Il tempestoso dibattito mediatico sul futuro del Covid
Tutti contro tutti
L’onesto
articolo di Paolo Giorgi (AGI) mette
chiaramente in luce il corto circuito in
atto tra scienza e giornalismo a
proposito delle previsioni contrastanti sul “futuro” del Covid (*). Un impazzimento che, per ricaduta, sfocia sul piano collettivo nell’esatto contrario del
dibattito pubblico liberale. Insomma, nel tutti contro tutti. E ferocemente.
Ci
spieghiamo meglio: se per deliberare è
necessario conoscere, spettatori e cittadini, dopo uno dei tanti arroventati
programmi e dibattiti televisivi di
questi giorni, non sono più grado né di conoscere né di deliberare… Ma solo, se ci si passa l'espressione, "di menare".
Ieri
parlavamo di caos calmo (*). Il flusso
di dati contrastanti, usati come proiettili dagli esperti, e amplificati dai media, rafforza l’ immagine di una anormalità normale,
ossia di un caos, gestito in mondo (autoritario) calmo, dalle autorità politiche,
che - ecco il punto - allo scontro giornalistico-scientifico sulle differenti interpretazione circa la natura e gli effetti del
Covid, risponde applicando estesamente il principio di precauzione (altro
pericoloso strumento politico-concettuale).
Per capirsi: “ Io Governo, Io Stato, nell’incertezza scientifica, chiudo
tutto”. Pertanto quanto più si dibatte, tanto più cresce il rischio dell’autoritarismo politico. Il Leviatano, se si vuole, che in cambio di obbedienza fornisce protezione.
Paradossalmente,
il massimo di libertà
può condurre al massimo di illibertà. Per evitare, ciò che si può chiamare il "paradosso della libertà", servirebbe invece un
grande senso di responsabilità da parte di politici, scienziati, giornalisti. E soprattutto la consapevolezza che il
dibattito scientifico è una cosa, quello giornalistico un’ altra, la decisione politica un’ altra ancora.
Purtroppo
le società hanno regole proprie, metapolitiche, e vivono di conflitti, sicché per trasformare l’avversario in nemico, basta
un attimo, soprattutto quando manchi nelle classi dirigenti (politici, scienziati, giornalisti) senso di responsabilità.

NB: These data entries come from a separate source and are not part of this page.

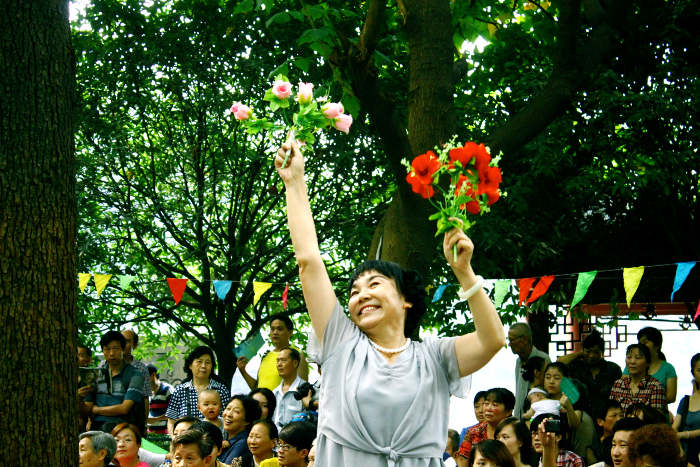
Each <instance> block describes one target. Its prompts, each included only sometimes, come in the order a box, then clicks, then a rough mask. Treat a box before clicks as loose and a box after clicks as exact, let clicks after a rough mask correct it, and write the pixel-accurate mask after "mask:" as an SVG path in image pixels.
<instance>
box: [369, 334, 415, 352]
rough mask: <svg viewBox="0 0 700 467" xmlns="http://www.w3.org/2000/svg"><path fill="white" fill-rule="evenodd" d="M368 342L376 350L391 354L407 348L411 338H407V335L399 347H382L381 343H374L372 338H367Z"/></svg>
mask: <svg viewBox="0 0 700 467" xmlns="http://www.w3.org/2000/svg"><path fill="white" fill-rule="evenodd" d="M369 343H370V344H372V347H374V348H375V349H377V350H378V351H380V352H384V353H389V354H391V353H401V352H403V351H404V350H406V349H407V348H408V346H409V345H411V339H409V338H408V337H407V338H406V342H405V343H404V345H402V346H401V347H397V348H395V349H387V348H386V347H382V346H381V345H379V344H377V343H375V342H374V341H373V340H372V339H370V340H369Z"/></svg>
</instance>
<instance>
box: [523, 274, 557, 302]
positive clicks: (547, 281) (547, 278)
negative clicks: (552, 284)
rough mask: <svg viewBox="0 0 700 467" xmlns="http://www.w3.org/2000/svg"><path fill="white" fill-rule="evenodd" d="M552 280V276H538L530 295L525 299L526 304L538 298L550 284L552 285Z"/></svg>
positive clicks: (552, 278)
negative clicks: (540, 276)
mask: <svg viewBox="0 0 700 467" xmlns="http://www.w3.org/2000/svg"><path fill="white" fill-rule="evenodd" d="M553 281H554V276H542V277H540V280H539V282H537V285H536V286H535V289H534V290H533V291H532V295H530V298H528V299H527V305H529V304H530V303H532V302H534V301H535V300H537V299H538V298H540V297H541V296H542V295H544V293H545V292H546V291H547V289H548V288H549V286H550V285H552V282H553Z"/></svg>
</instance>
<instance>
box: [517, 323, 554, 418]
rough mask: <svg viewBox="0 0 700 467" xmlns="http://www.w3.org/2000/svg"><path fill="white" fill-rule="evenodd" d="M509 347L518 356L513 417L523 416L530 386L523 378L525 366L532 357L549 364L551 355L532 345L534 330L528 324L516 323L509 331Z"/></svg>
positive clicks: (525, 323) (520, 416) (524, 323)
mask: <svg viewBox="0 0 700 467" xmlns="http://www.w3.org/2000/svg"><path fill="white" fill-rule="evenodd" d="M508 345H510V350H511V351H512V352H513V353H514V354H515V355H517V356H518V358H517V360H516V361H515V407H514V409H513V416H515V417H518V418H521V417H522V416H523V403H524V402H525V398H526V397H527V391H528V387H529V384H528V382H527V381H525V379H524V378H523V372H522V367H523V364H524V363H525V362H526V361H528V359H529V358H531V357H542V358H544V359H545V361H546V362H547V363H549V362H550V360H549V355H547V353H546V352H542V351H541V350H539V349H538V348H536V347H535V346H534V345H532V330H531V329H530V326H529V325H528V324H527V323H515V324H514V325H512V326H511V327H510V329H509V330H508Z"/></svg>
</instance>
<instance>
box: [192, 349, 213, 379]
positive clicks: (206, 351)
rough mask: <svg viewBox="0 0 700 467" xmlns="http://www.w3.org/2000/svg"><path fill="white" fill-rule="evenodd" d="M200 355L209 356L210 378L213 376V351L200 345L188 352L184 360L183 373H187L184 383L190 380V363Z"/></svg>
mask: <svg viewBox="0 0 700 467" xmlns="http://www.w3.org/2000/svg"><path fill="white" fill-rule="evenodd" d="M202 355H209V356H210V357H211V376H214V374H215V370H216V357H215V356H214V351H213V350H212V349H211V348H209V347H207V346H206V345H200V346H199V347H197V348H195V349H194V350H193V351H192V352H190V353H189V355H188V356H187V358H185V373H187V378H186V379H185V381H189V380H191V379H192V370H190V365H192V362H194V361H195V360H197V359H198V358H199V357H201V356H202ZM211 376H210V377H211Z"/></svg>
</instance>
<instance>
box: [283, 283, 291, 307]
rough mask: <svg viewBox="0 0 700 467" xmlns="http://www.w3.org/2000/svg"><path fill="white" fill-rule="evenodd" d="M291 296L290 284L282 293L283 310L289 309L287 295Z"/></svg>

Responsabilità. In politica sembra quasi una parola magica: tutti la evocano, nessuno sa cosa
sia di preciso. In realtà, non è molto
difficile definirla: ha senso di responsabilità chiunque sia in grado di
valutare le conseguenze delle proprie azioni. Ora, per un verso, è vero, che
tutte le azioni hanno conseguenze, di regola, non prevedibili sul piano dell’effetto
ricaduta collettivo. Ad esempio,
iscriversi al partito nazista, poteva
essere giustificato per un ex soldato disoccupato a causa del Trattato di Versailles, però l’iscrizione in massa di ex soldati, avrebbe
favorito, la nascita di un movimento politico, che condusse alla morte per guerra o per fame dei figli dell’ex soldato.
Ma, per un altro verso, è altrettanto vero, che il possesso del senso di responsabilità sul piano politico non può essere disgiunto dalla conoscenza, indispensabile per un politico, della lezione della storia e della sociologia. E che cosa insegnano queste discipline? Una cosa fondamentale: che è difficile, se non impossibile, prevedere le conseguenze delle decisioni politiche. Insomma, il senso
di responsabilità rappresenta l’esatto contrario del principio di precauzione.
Insomma, un politico responsabile governa il meno possibile.
E
invece che cosa sta succedendo? Che si vuole governare il più possibile, affidandosi al
parere della scienza, che, proprio perché tale, non può non essere falsificabile (in senso popperiano), quindi di mutare idee in ipotesi in continuazione: altrimenti dovremmo parlare di religione e non di scienza. E quel che è
peggio, i pareri contrastanti degli
scienziati (e ripetiamo non potrebbe
essere diversamente) sono usati come risorse mediatiche per “emotivizzare”,
(come impone la logica comunicativa) il discorso pubblico. Per non parlare di quel che accade, e di peggio, sui Social...
Un
disastro, insomma. Altra acqua al mulino del caos calmo… Il che spiega - nuova prova dell’eterogenesi
dei fini sociali - la crescita dell’autoritarismo politico in nome del principio
di precauzione, presentato, probabilmente anche in buona fede, come strumento per difendere la nostra libertà, che però, come si aggiunge in modo sibillino,
non può essere mai disgiunta dalla
sicurezza…
Riassumendo, il corto circuito mediatico tra scienziati e giornalisti porta alla decisione dei politici di puntare sul "precauzionalismo". Il che però mette a rischio la nostra libertà.
Come
uscirne? Mostrando senso di responsabilità. E come? Governando il meno possibile.